The boneless beef chuck was packed on Feb. 16, 2023. The following product is subject to recall: Various weights corrugated boxes containing “Elkhorn Valley Pride Angus Beef 61226 BEEF CHUCK 2PC BNLS; Packed on 2/16/23.”

The complete list of serial numbers and box count numbers for the boneless beef chuck product that are subject to recall can be found here.

The problem was discovered when federal food inspectors conducted routine testing of ground beef and the sample confirmed positive for E. coli.
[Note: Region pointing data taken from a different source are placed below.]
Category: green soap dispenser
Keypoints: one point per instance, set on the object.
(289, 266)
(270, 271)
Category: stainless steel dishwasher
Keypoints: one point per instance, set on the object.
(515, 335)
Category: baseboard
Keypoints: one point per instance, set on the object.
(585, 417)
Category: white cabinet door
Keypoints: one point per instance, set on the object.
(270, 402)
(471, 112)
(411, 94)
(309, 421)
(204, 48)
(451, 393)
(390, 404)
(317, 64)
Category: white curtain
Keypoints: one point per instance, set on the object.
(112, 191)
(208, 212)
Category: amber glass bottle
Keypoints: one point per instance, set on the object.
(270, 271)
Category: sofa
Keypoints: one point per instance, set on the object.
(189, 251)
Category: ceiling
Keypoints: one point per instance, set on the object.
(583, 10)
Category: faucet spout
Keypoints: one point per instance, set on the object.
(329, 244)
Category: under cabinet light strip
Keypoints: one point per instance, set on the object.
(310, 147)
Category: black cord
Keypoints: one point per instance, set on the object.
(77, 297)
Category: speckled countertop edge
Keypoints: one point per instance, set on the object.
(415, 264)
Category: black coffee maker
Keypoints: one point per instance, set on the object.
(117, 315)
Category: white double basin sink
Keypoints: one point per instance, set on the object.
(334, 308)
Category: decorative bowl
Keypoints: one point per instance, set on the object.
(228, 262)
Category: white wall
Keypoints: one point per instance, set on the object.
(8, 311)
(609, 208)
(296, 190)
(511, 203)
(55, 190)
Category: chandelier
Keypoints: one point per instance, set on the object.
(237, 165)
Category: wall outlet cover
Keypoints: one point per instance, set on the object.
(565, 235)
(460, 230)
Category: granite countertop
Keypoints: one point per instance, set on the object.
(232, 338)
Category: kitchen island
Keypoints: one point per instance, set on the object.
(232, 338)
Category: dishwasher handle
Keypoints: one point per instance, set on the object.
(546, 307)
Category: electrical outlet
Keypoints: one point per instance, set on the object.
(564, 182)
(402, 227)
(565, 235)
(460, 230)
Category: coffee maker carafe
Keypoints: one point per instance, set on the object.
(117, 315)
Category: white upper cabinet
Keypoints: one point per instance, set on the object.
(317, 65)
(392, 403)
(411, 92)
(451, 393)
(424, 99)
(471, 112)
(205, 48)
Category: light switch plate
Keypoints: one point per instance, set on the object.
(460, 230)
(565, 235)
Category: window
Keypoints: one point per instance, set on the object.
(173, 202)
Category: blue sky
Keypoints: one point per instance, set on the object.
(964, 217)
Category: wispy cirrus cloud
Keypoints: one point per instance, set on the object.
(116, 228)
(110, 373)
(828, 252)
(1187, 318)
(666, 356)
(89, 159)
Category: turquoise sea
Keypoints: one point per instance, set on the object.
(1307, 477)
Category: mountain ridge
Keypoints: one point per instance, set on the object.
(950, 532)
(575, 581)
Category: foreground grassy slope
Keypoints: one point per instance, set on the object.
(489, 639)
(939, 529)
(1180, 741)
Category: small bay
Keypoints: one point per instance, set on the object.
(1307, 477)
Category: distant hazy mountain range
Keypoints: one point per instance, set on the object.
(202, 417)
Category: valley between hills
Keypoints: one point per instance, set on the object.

There have been no confirmed reports of illness due to consumption of the tainted products, the USDA said.

Many clinical laboratories do not test for non-O157 STEC, such as O103, because it is harder to identify. Infected people can become ill two to eight days after consuming the organism.

Most develop diarrhea, which is often bloody, and vomiting. Infection is usually diagnosed by testing a stool sample. Vigorous rehydration and other supportive care is the typical treatment; antibiotic treatment is generally not recommended. Most people recover within a week, but rarely some develop a more severe infection.

Hemolytic uremic syndrome, a type of kidney failure, is uncommon with this infection. The kidney problem can occur in people of any age but is most common in children under 5 years old, older adults and persons with weakened immune systems. It is marked by easy bruising, pallor and decreased urine output. Persons with these symptoms should seek emergency medical care immediately.

Distributors and other customers who have purchased these products should not use or distribute them. The meat should be thrown away or returned to the place of purchase.

When available, the retail distribution list will be posted on the FSIS website at www.fsis.usda.gov/recalls.

For more information about the recall, contact Dallas Kenney, director of operations at Elkhorn Valley Packing, at 620-243-3308 or email at dallas@elkhornvalleypacking.com.

Anyone with food safety questions can call the toll-free USDA Meat and Poultry Hotline at 888-MPHotline (888-674-6854) or live chat via Ask USDA from 10 a.m. to 6 p.m. (Eastern Time) Monday through Friday.

The USDA reminds consumers to safely prepare raw meat products, including fresh and frozen, and only consume ground beef product that has been cooked to a temperature of 160 degrees. The only way to confirm that ground beef is cooked to a temperature high enough to kill harmful bacteria is to use a food thermometer.